NEW YORK, NY.- “Iowa Dream” is a show of large-scale, unrushed, and unpopulated paintings, at once personal and neutral, humane, observant and SLOW. Paintings that are simultaneously empty and loaded, and that are best experienced one-on-one, by viewing in a real (physical) space. Quiet paintings that risk being rendered invisible amidst the digital fog, or suffocated by the frenetic, figurative, pop-infused iconography of art optimized to perform online.

"If you slow things down, you notice things you hadn't seen before." - Robert Wilson

Stevens paints intimate spaces and nondescript objects of everyday life: her studio, her bedroom, her garden, a shower curtain, a desk, a stack of suitcases, a disheveled bed taken over by a cat. Vacillating between experience and memory, surface and subject, these are slow paintings, made softly and hazily, where the familiar and overlooked trace the contours of a private world.




Serena Stevens was born in 1988 in Fort Madison, Iowa. After spending six years living in Southern California, New Mexico, and then New England, Stevens returned to Iowa, to paint the distance between past and present and the discomfort of familiarity. Her project of self-reflection is to mark the changes in her own perspective after her departure from and return to her home. Her paintings index her efforts to see anew her personal and private spaces and surroundings.

I think of home as both a place and a feeling, something both fleeting and everlasting. A source of potential comfort or contempt, a home sinks in its roots while remaining utterly receptible to being uprooted.

The life-size scale of Stevens’ paintings creates an alluring space, even as the frenetic softness of her brushstrokes invites viewers to remain focused on the surface of the canvas. This tension, which arises from the nature of painting itself, resonates with Stevens’ own exploration of place, presence, and belonging.
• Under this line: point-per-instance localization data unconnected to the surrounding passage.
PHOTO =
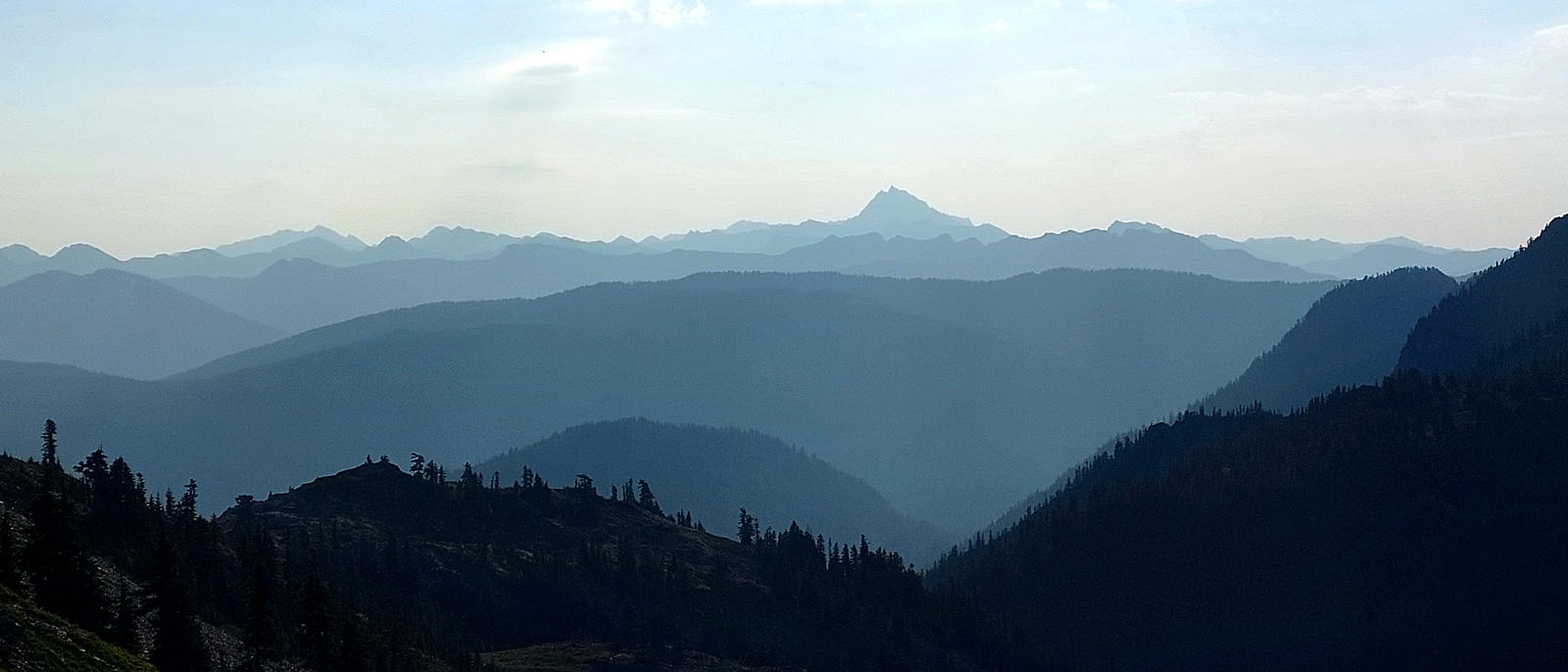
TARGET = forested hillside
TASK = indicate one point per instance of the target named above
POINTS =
(376, 569)
(717, 470)
(998, 386)
(1350, 337)
(1418, 523)
(1484, 315)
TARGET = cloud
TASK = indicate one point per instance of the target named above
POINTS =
(569, 58)
(1556, 36)
(661, 13)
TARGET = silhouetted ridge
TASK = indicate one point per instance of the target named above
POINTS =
(1494, 308)
(717, 470)
(373, 569)
(1350, 337)
(1418, 523)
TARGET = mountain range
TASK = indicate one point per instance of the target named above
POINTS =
(302, 279)
(120, 323)
(886, 379)
(741, 468)
(1416, 523)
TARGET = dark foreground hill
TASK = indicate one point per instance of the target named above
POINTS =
(715, 472)
(120, 323)
(1350, 337)
(1419, 523)
(375, 569)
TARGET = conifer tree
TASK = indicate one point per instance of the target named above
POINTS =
(645, 497)
(261, 629)
(63, 577)
(51, 450)
(176, 637)
(10, 574)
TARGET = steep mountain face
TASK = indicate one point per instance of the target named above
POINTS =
(117, 323)
(1350, 337)
(717, 472)
(1413, 525)
(1494, 308)
(998, 386)
(1418, 523)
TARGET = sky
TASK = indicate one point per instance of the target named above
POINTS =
(162, 125)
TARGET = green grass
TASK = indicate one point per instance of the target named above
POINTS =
(33, 640)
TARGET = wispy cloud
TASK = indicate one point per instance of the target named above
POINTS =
(1556, 36)
(661, 13)
(576, 57)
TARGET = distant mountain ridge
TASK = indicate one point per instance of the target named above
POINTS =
(715, 472)
(1418, 523)
(886, 379)
(1352, 261)
(303, 295)
(1348, 337)
(1492, 309)
(118, 323)
(891, 215)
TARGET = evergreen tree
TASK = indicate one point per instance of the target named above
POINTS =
(124, 630)
(747, 531)
(176, 637)
(318, 625)
(188, 500)
(94, 472)
(51, 452)
(645, 497)
(10, 574)
(261, 627)
(65, 580)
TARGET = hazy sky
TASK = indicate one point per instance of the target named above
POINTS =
(164, 125)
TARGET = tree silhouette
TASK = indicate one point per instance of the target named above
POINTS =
(51, 449)
(10, 574)
(63, 577)
(645, 497)
(176, 638)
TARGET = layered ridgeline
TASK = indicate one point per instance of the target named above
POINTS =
(1350, 337)
(1494, 308)
(715, 472)
(1418, 523)
(375, 569)
(300, 295)
(1363, 259)
(120, 323)
(996, 386)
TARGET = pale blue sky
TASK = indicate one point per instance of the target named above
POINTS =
(170, 125)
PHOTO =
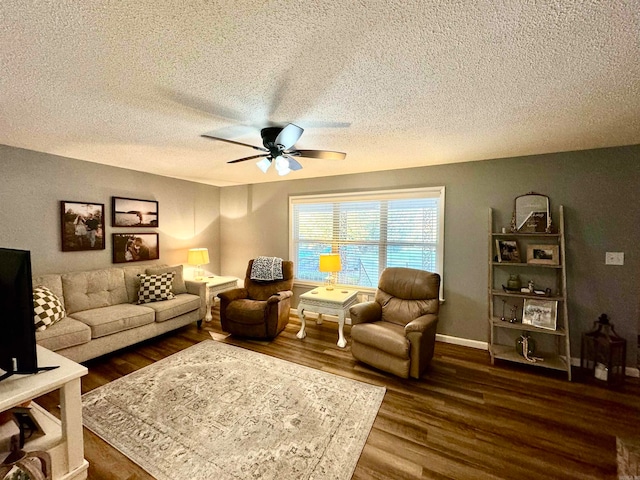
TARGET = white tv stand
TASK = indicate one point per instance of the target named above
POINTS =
(63, 438)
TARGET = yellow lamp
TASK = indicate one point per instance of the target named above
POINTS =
(330, 262)
(198, 257)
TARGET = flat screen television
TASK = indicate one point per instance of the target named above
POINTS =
(17, 328)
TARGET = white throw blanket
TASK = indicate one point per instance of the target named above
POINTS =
(267, 269)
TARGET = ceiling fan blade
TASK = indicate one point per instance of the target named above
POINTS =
(294, 164)
(249, 158)
(289, 136)
(322, 154)
(262, 149)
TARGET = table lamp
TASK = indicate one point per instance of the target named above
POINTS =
(330, 262)
(198, 257)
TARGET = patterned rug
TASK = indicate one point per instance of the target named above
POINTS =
(216, 411)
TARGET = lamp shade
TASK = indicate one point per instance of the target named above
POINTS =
(198, 256)
(330, 262)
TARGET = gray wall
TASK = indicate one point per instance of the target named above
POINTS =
(32, 185)
(598, 188)
(599, 191)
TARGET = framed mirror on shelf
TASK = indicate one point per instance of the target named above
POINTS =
(531, 214)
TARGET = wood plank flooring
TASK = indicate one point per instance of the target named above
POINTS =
(465, 419)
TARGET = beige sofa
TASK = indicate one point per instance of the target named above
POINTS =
(103, 314)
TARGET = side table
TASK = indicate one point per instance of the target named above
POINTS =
(63, 438)
(330, 302)
(216, 285)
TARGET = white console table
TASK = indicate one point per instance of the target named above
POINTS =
(63, 438)
(216, 285)
(331, 302)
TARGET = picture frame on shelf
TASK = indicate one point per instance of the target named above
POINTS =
(132, 212)
(81, 226)
(135, 247)
(543, 254)
(508, 251)
(540, 313)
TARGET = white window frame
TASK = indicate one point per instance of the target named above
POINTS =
(422, 192)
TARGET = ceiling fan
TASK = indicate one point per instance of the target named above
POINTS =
(279, 147)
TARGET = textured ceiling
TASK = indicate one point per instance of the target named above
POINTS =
(393, 83)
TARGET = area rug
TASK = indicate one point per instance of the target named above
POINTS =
(217, 411)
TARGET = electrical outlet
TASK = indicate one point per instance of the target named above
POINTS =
(614, 258)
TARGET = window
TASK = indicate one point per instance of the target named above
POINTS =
(370, 231)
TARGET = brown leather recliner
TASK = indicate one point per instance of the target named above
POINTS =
(261, 308)
(397, 331)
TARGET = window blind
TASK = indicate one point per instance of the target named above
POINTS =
(370, 231)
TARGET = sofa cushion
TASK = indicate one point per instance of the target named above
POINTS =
(178, 286)
(154, 288)
(93, 289)
(132, 281)
(384, 336)
(115, 318)
(64, 334)
(179, 305)
(47, 308)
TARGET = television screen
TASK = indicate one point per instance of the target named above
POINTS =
(18, 335)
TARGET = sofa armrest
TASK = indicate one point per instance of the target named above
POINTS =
(365, 312)
(200, 289)
(421, 324)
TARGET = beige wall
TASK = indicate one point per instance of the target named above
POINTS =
(32, 185)
(599, 191)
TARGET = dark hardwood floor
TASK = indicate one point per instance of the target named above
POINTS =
(465, 419)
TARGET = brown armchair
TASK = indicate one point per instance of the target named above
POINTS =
(397, 331)
(261, 308)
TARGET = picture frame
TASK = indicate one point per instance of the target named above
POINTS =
(508, 251)
(543, 254)
(132, 212)
(81, 226)
(135, 247)
(540, 313)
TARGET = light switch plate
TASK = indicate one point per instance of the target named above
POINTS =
(614, 258)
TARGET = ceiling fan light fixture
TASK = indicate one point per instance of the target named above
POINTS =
(264, 164)
(282, 165)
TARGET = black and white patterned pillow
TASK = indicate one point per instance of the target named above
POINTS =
(47, 308)
(154, 288)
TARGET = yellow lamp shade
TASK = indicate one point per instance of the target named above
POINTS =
(330, 262)
(198, 256)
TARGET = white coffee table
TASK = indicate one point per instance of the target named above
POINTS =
(330, 302)
(216, 285)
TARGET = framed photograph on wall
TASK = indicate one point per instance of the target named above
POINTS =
(131, 212)
(135, 247)
(508, 251)
(81, 226)
(540, 313)
(543, 254)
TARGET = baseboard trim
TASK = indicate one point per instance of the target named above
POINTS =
(465, 342)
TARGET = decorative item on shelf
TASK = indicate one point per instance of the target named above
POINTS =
(526, 346)
(540, 313)
(330, 263)
(531, 214)
(543, 254)
(514, 314)
(508, 251)
(604, 353)
(198, 257)
(514, 283)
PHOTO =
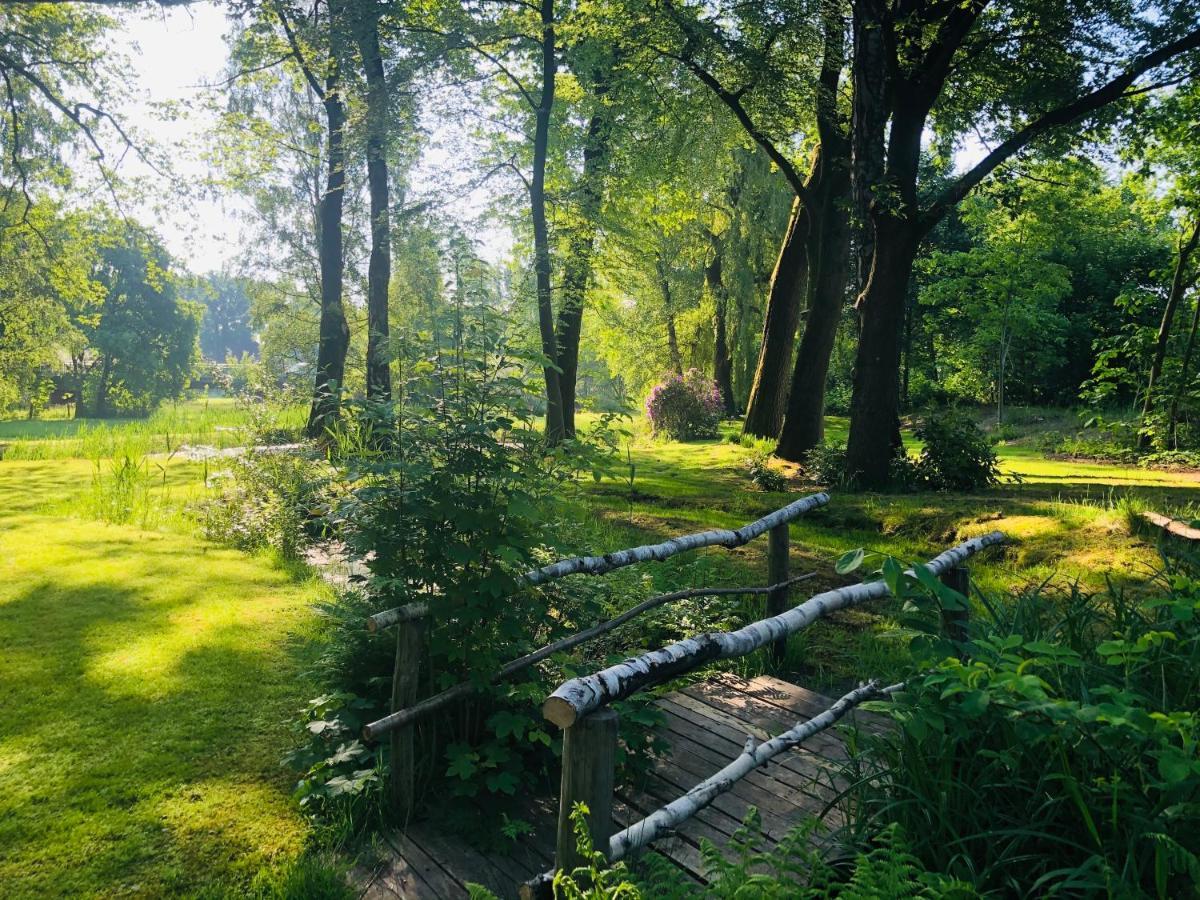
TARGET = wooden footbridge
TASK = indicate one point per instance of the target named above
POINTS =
(735, 744)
The show shares its title, “Iowa Dream,” with the newest posthumous album of avant-garde musician and Iowa native Arthur Russell (1951-1992). In 1973 the cellist, composer, singer and producer relocated from Oskaloosa to New York, where he was a prolific participant and collaborator in lower Manhattan’s experimental music and disco scenes, and the music director of The Kitchen.

An exhibition by Serena Stevens “Ceiling Fan Painting” is currently on view at The National Exemplar in Iowa City. The show features a single painting in a room. A life-size painting of the ceiling fan of The National Exemplar Gallery in Iowa City (Ceiling Fan, 2020), installed in said room.